All About Community: An Interview with Kaoutar Afif
Kaoutar Afif came full circle: The development intern grew up coming to Astoria for years before interning at CIANA. Pictured in Athens Square. Photo: Maria Eliades
What attracted Kaoutar Afif, a Summer 2019 Development Intern, to CIANA was location. The Roosevelt Island native grew up coming to Astoria with her parents to connect with the large Moroccan diaspora. The Barnard student speaks about her experiences growing up on the island and her work for CIANA with Director of Development and Communications Maria Eliades.
Maria Eliades: It’s interesting to me that you come to us from Roosevelt Island. Could you talk to me about what it was like growing up there? What was the community like?

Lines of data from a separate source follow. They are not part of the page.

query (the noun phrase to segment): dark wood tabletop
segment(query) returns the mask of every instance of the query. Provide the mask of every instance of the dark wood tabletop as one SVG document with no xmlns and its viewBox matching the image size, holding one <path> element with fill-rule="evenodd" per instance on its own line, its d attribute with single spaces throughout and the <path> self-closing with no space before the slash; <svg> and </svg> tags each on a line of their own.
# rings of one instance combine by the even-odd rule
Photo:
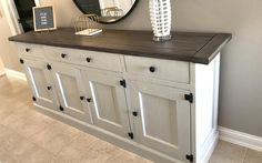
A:
<svg viewBox="0 0 262 163">
<path fill-rule="evenodd" d="M 152 31 L 130 30 L 103 30 L 98 35 L 84 37 L 75 35 L 74 29 L 61 28 L 56 31 L 28 32 L 9 40 L 209 64 L 232 34 L 172 32 L 172 40 L 167 42 L 155 42 L 152 37 Z"/>
</svg>

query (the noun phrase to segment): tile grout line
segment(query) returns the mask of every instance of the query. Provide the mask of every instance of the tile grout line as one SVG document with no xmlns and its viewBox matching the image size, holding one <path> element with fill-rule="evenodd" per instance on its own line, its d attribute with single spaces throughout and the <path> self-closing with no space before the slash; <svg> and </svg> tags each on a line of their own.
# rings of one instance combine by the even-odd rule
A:
<svg viewBox="0 0 262 163">
<path fill-rule="evenodd" d="M 246 156 L 246 153 L 248 153 L 248 150 L 249 150 L 249 149 L 246 149 L 246 147 L 244 147 L 244 149 L 245 149 L 245 150 L 244 150 L 244 156 L 243 156 L 242 163 L 244 163 L 245 156 Z"/>
</svg>

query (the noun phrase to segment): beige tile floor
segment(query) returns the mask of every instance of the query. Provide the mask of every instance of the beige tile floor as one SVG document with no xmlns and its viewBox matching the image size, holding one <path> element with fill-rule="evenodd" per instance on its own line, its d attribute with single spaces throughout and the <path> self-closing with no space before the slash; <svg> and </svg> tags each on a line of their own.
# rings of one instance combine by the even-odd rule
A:
<svg viewBox="0 0 262 163">
<path fill-rule="evenodd" d="M 33 110 L 24 81 L 0 78 L 0 163 L 151 163 Z M 220 142 L 210 163 L 262 163 L 262 153 Z"/>
</svg>

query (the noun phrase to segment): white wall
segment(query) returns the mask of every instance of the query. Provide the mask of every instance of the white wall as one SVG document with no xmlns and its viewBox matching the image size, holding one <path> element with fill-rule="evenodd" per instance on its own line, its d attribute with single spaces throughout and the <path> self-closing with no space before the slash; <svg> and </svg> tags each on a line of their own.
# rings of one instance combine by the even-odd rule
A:
<svg viewBox="0 0 262 163">
<path fill-rule="evenodd" d="M 72 0 L 40 1 L 54 4 L 60 27 L 72 26 L 71 19 L 81 14 Z M 262 1 L 171 1 L 173 30 L 233 33 L 221 55 L 219 123 L 262 136 Z M 151 30 L 148 3 L 140 0 L 128 19 L 105 28 Z"/>
<path fill-rule="evenodd" d="M 17 48 L 13 43 L 8 41 L 8 38 L 11 37 L 12 33 L 6 19 L 1 2 L 0 12 L 2 13 L 2 18 L 0 18 L 0 58 L 2 59 L 6 68 L 21 71 Z"/>
</svg>

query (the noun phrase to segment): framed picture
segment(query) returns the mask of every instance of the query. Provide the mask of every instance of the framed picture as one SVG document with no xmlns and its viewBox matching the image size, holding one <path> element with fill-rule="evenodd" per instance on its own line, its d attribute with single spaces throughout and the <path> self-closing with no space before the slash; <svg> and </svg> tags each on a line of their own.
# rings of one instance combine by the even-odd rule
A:
<svg viewBox="0 0 262 163">
<path fill-rule="evenodd" d="M 33 7 L 34 31 L 56 30 L 56 14 L 52 6 Z"/>
</svg>

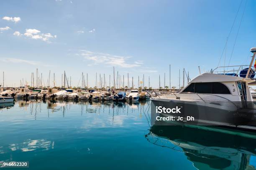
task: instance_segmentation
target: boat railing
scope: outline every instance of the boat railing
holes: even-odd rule
[[[211,73],[223,74],[233,73],[238,75],[240,72],[243,69],[248,68],[250,67],[249,65],[231,65],[229,66],[218,67],[214,69],[212,69],[210,71]],[[254,70],[253,66],[251,67],[251,69]]]
[[[187,94],[186,96],[179,95],[179,94]],[[197,96],[198,98],[195,98],[195,96]],[[176,94],[169,94],[165,95],[163,96],[158,96],[160,98],[166,98],[167,99],[176,99],[179,100],[180,101],[202,101],[204,102],[212,102],[232,103],[237,108],[239,108],[239,107],[238,104],[239,102],[238,102],[237,104],[235,102],[231,101],[223,96],[220,96],[217,95],[212,94],[205,94],[205,93],[191,93],[189,92],[180,92]]]

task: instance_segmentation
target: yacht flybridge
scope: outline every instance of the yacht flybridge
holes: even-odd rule
[[[197,125],[237,126],[254,125],[255,123],[256,126],[256,110],[248,86],[256,85],[252,67],[256,48],[251,48],[251,51],[253,55],[248,68],[243,69],[243,66],[239,66],[236,70],[224,70],[220,73],[215,69],[202,73],[192,80],[179,93],[151,98],[153,104],[166,108],[180,106],[182,116],[193,116]],[[171,114],[177,117],[181,115]],[[169,116],[170,114],[161,115]]]

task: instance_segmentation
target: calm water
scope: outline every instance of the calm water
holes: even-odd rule
[[[254,169],[253,136],[151,127],[149,102],[0,105],[0,161],[33,170]]]

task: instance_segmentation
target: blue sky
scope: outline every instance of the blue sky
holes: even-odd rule
[[[191,78],[216,68],[241,0],[3,0],[0,2],[0,84],[30,84],[31,72],[49,70],[57,85],[65,70],[72,85],[82,72],[95,85],[96,72],[113,83],[113,66],[122,76],[145,78],[145,86],[178,86],[179,70]],[[243,12],[241,7],[228,42],[228,62]],[[250,48],[256,45],[253,22],[256,2],[248,0],[230,65],[248,64]],[[220,65],[224,65],[222,58]],[[130,84],[131,84],[131,81]]]

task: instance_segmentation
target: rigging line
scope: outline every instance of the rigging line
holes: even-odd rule
[[[231,55],[230,56],[230,58],[229,58],[229,61],[228,62],[228,66],[229,66],[229,64],[230,64],[230,61],[231,60],[231,59],[232,57],[232,55],[233,55],[233,52],[234,52],[234,49],[235,49],[235,46],[236,45],[236,40],[237,39],[237,36],[238,35],[238,32],[239,32],[239,30],[240,29],[240,27],[241,26],[241,23],[242,23],[242,20],[243,20],[243,15],[244,14],[244,11],[245,10],[246,7],[246,4],[247,3],[247,0],[246,1],[245,5],[244,5],[244,8],[243,8],[243,14],[242,15],[242,17],[241,18],[241,20],[240,20],[240,23],[239,23],[239,26],[238,27],[238,30],[237,30],[237,32],[236,33],[236,39],[235,39],[235,43],[234,43],[234,45],[233,45],[233,48],[232,49],[232,51],[231,52]]]
[[[227,37],[227,40],[226,40],[226,43],[225,43],[225,45],[224,46],[224,48],[223,49],[223,50],[222,50],[222,52],[221,53],[221,55],[220,55],[220,60],[219,60],[219,63],[218,63],[218,66],[217,67],[219,67],[219,65],[220,65],[220,60],[221,60],[221,58],[222,58],[222,56],[223,56],[223,54],[224,54],[224,52],[225,51],[225,49],[227,47],[227,45],[228,44],[228,40],[229,37],[230,36],[230,34],[231,34],[232,30],[233,29],[233,28],[234,27],[234,25],[235,24],[236,20],[236,18],[237,17],[237,15],[238,13],[238,12],[239,12],[239,10],[240,10],[240,8],[241,7],[241,5],[242,4],[242,2],[243,2],[243,0],[241,0],[240,5],[239,5],[239,7],[236,12],[236,17],[235,17],[235,19],[234,20],[234,21],[233,21],[232,26],[231,26],[231,28],[230,30],[230,31],[229,31],[229,33],[228,33],[228,37]]]

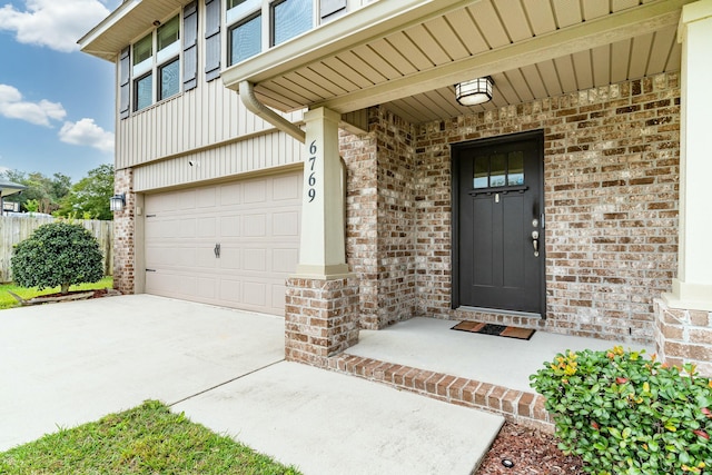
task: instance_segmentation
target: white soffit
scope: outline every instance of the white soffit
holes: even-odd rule
[[[444,119],[680,69],[692,0],[380,0],[222,71],[281,111],[345,113],[385,103]],[[494,99],[464,108],[453,85],[492,76]]]

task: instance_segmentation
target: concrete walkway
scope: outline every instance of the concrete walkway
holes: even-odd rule
[[[0,451],[159,399],[317,474],[469,474],[502,417],[286,363],[284,320],[122,296],[0,311]]]

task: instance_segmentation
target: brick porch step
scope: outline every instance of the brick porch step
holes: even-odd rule
[[[451,404],[500,414],[516,424],[554,432],[544,397],[518,389],[343,353],[328,369],[382,383]]]

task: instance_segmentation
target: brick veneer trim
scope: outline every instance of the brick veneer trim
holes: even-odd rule
[[[116,194],[125,194],[123,210],[113,212],[113,288],[121,294],[134,294],[136,283],[136,195],[134,170],[116,170]]]
[[[712,377],[712,311],[672,308],[655,299],[655,346],[661,360],[671,366],[696,366]]]

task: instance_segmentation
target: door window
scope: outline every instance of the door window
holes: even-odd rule
[[[473,188],[498,188],[524,185],[524,154],[491,154],[475,157]]]

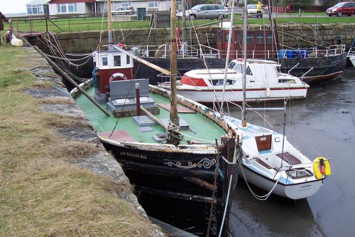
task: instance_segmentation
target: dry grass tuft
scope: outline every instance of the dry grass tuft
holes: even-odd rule
[[[26,51],[2,47],[3,75],[12,70],[8,65],[23,64],[13,55]],[[102,148],[69,141],[58,128],[89,125],[40,109],[40,104],[58,101],[39,102],[25,95],[25,87],[38,82],[18,73],[0,78],[0,236],[151,236],[151,225],[119,198],[131,192],[129,184],[65,162]]]

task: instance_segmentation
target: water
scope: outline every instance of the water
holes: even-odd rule
[[[355,69],[353,69],[348,70],[341,80],[325,86],[311,86],[305,101],[291,102],[287,109],[287,139],[311,160],[320,156],[330,158],[332,174],[315,195],[296,201],[273,195],[266,201],[257,200],[240,177],[232,208],[230,236],[354,236]],[[283,107],[282,104],[269,105]],[[264,105],[253,106],[263,108]],[[240,118],[240,112],[236,109],[231,113]],[[260,114],[263,115],[264,112]],[[266,115],[271,125],[282,133],[283,112],[267,111]],[[248,122],[265,126],[264,120],[251,111],[247,118]],[[259,195],[267,193],[251,188]]]

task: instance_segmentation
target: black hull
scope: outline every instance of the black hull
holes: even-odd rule
[[[170,68],[169,58],[145,58],[144,59],[166,69],[169,70]],[[288,70],[299,63],[299,65],[291,71],[290,74],[300,78],[313,67],[313,70],[308,73],[303,79],[305,82],[310,84],[323,83],[334,78],[342,74],[347,64],[345,53],[336,56],[318,58],[266,59],[279,62],[282,65],[281,67],[282,72],[285,73],[287,73]],[[205,60],[210,69],[224,68],[225,65],[225,59],[206,58]],[[178,59],[178,76],[182,76],[186,72],[198,69],[206,69],[202,59]],[[168,77],[157,77],[157,75],[160,74],[160,72],[142,63],[135,63],[133,71],[134,75],[136,75],[135,78],[149,78],[149,83],[153,85],[169,80]]]
[[[122,164],[148,215],[196,235],[206,236],[213,201],[209,232],[210,236],[218,236],[225,205],[226,178],[217,176],[214,198],[213,190],[191,181],[191,179],[199,179],[213,185],[215,154],[192,156],[191,154],[142,150],[105,141],[103,143]],[[202,165],[188,168],[177,166],[197,163]],[[226,173],[225,162],[220,163],[220,169]],[[237,170],[233,171],[237,175]],[[236,183],[236,179],[233,183]]]

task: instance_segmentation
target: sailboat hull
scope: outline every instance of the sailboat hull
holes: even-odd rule
[[[243,165],[243,168],[246,179],[248,183],[251,183],[265,190],[266,192],[271,190],[275,186],[275,180],[262,175],[244,164]],[[241,173],[241,170],[240,170],[240,176],[243,175]],[[244,179],[244,177],[242,177],[242,179]],[[279,182],[276,185],[272,193],[295,200],[305,198],[315,194],[322,183],[322,179],[292,184],[284,184]]]

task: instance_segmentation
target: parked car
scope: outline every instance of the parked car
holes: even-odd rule
[[[247,7],[248,16],[256,16],[256,6],[255,4],[248,4]],[[261,15],[263,14],[267,13],[267,6],[261,7]]]
[[[135,13],[134,8],[132,6],[120,6],[117,7],[113,11],[111,11],[112,14],[125,14],[126,15],[131,15]]]
[[[218,19],[220,20],[228,17],[229,13],[228,9],[222,5],[215,4],[201,4],[196,5],[189,10],[186,10],[185,15],[186,18],[194,20],[196,19]],[[178,11],[177,17],[182,18],[182,12]]]
[[[355,2],[349,1],[339,2],[327,9],[325,13],[329,16],[333,15],[336,15],[337,16],[347,15],[348,16],[351,16],[355,14]]]

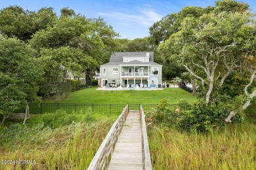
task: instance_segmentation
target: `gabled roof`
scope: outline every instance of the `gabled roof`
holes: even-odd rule
[[[149,53],[149,61],[142,62],[138,60],[133,60],[129,62],[123,62],[124,57],[138,58],[146,57],[146,53]],[[154,62],[154,52],[117,52],[111,55],[110,62],[102,65],[161,65]]]

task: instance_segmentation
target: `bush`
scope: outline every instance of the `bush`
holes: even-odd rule
[[[77,90],[79,89],[81,86],[81,81],[79,80],[74,79],[74,80],[70,80],[71,82],[71,84],[72,85],[72,91]]]
[[[98,80],[93,79],[91,80],[91,85],[97,86],[98,86]]]
[[[162,99],[152,111],[147,112],[147,122],[149,124],[161,124],[164,126],[176,125],[177,114],[168,108],[167,99]]]
[[[224,126],[224,120],[232,108],[231,105],[224,103],[213,103],[209,107],[204,100],[192,104],[182,101],[178,105],[181,110],[177,117],[177,128],[186,131],[192,129],[209,131]]]

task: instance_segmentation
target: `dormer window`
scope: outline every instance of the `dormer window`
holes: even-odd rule
[[[147,53],[146,53],[146,56],[147,58],[149,58],[149,52],[147,52]]]
[[[124,58],[123,62],[129,62],[129,58]]]
[[[148,62],[148,58],[143,58],[143,62]]]

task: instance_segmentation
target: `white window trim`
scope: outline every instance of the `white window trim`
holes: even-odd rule
[[[123,58],[124,63],[127,63],[127,62],[129,62],[129,58]]]
[[[113,75],[117,75],[119,74],[119,68],[114,67],[112,69],[112,74]]]
[[[104,69],[105,69],[105,72],[104,71]],[[102,75],[106,75],[106,68],[102,68]]]
[[[152,74],[152,72],[156,71],[155,69],[158,69],[158,73],[157,75],[153,75]],[[152,75],[159,75],[159,71],[160,71],[159,70],[160,70],[159,67],[152,67],[151,68],[151,73],[152,73]]]

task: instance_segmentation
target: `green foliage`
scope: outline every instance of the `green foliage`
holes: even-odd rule
[[[202,99],[192,104],[181,101],[178,103],[180,110],[177,116],[177,128],[186,131],[211,131],[225,126],[224,118],[234,110],[237,110],[238,114],[233,118],[232,122],[240,122],[244,118],[242,111],[244,101],[242,96],[225,101],[221,101],[220,99],[210,106]]]
[[[92,80],[91,85],[95,86],[98,86],[98,80],[95,80],[95,79]]]
[[[156,108],[147,112],[148,122],[151,122],[153,124],[161,124],[167,127],[175,126],[177,114],[167,107],[167,99],[161,99]]]
[[[37,12],[10,6],[0,10],[0,30],[3,35],[28,41],[39,29],[53,25],[56,20],[53,8],[42,8]]]
[[[11,114],[27,103],[36,103],[43,75],[36,52],[16,39],[0,41],[0,114]]]
[[[73,91],[78,90],[81,87],[81,81],[77,79],[70,80],[71,84],[72,84]]]

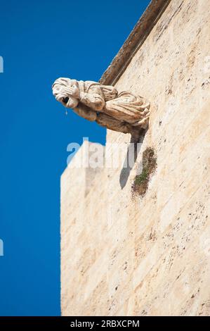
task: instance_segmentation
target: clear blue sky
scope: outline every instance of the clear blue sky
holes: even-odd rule
[[[83,137],[105,144],[105,130],[65,116],[51,85],[58,77],[98,80],[148,3],[1,1],[0,316],[60,313],[66,147]]]

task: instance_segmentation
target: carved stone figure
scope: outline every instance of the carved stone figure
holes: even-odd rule
[[[115,87],[96,82],[58,78],[53,93],[65,107],[107,129],[132,134],[148,125],[150,102],[131,92],[118,93]]]

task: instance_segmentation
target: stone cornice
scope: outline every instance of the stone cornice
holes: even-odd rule
[[[171,0],[152,0],[99,82],[114,85],[143,44]]]

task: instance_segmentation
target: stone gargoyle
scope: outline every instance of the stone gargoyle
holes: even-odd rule
[[[132,135],[148,126],[150,102],[130,91],[119,93],[96,82],[58,78],[53,93],[65,107],[107,129]]]

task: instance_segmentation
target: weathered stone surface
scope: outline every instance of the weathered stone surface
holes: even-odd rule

Kaoutar Afif: It’s different from what the rest of the city is like. I grew up in Roosevelt Island but I went to middle school and high school in the city. Roosevelt Island was a very small, communal, residential space. You’d go outside and see almost everyone you know. It would be impossible to go outside without seeing your family, friends, your friends from school, and just anyone. I used to be able to go outside and run around all day with my siblings and my friends. That shaped my childhood a lot.
The island’s definitely changing a lot now because there has been a lot more luxury condos being built and a lot of places being driven out. The rent is getting too high. It still has that communal feel but not quite. The demographic has changed exponentially over the past few years.
ME: How does it feel coming from that and working from Astoria?
KA: It’s interesting because I see them paralleling each other. Astoria was really close to my heart when I was living in Roosevelt Island because it’s very close to my parent’s house. They spend a lot of time here because there’s such a big Moroccan diaspora. So it’s interesting going to Astoria now and seeing a lot more luxury condos and high-rises. I remember seeing a bunch of family and mom and pop stores, but now a lot of them have shut down. I remember the streets just being less crowded. I remember being able to run around a lot more and go to parks but it seems like more people are moving in as well.
ME: Why did you decide to intern at CIANA specifically?
KA: I’ve always had a great interest in immigrant and refugee populations. It feels very personal to me because of my family history. I remember during the academic year, I was trying to find one where I could focus on that, so somewhere in a smaller, local community where I really could get to know clients and get to know people. I didn’t really want to feel disconnected from the work I’m doing. That’s something I definitely felt before in places I’ve worked in that have been larger and in which I didn’t really get to do any hands-on work.
CIANA struck me because of its location. Astoria is home to such a large immigration population and immigration patterns in Astoria have always been interesting to me, especially Greek and Egyptian immigration. The intersection of those two things: being in a small, close-knit neighborhood, being aware of its vast history, and also being able to work with immigrant populations. That’s something that really stood out to me.
ME: What has been your favorite assignment during your summer with us?
KA: I really enjoyed working with Edinam (CIANA's Summer 2019 Communications Intern), CIANA’s summer communications intern. I really liked doing collaborative stuff when I would get to work with Edinam on flyers and other work. I liked putting the information together and getting to choose the designs. Also, when I went with you to the New York Immigration Coalition (NYIC) New York City Members Round Table, I thought it was a great experience and getting to see in-person what those meetings look like, what the NYIC focuses in on, and getting to meet other immigration advocacy and direct service organizations.
One of my other favorite things was getting to practice my Arabic because that’s something I have not been putting too much time into and I think CIANA gave me a really great opportunity to put out information in Arabic for people that need it.
ME: How do you think CIANA has helped you with your career path?
KA: I’m interested in government but also non-profit work and I think this was a really great chance to see how both of them work together. I think that will definitely help me going down the path when I, hopefully in the future, work in non-profit or in the government which that’s where I see myself going. I think I have an insider’s take on how those relationships work and I think that’ll really help me going down the line.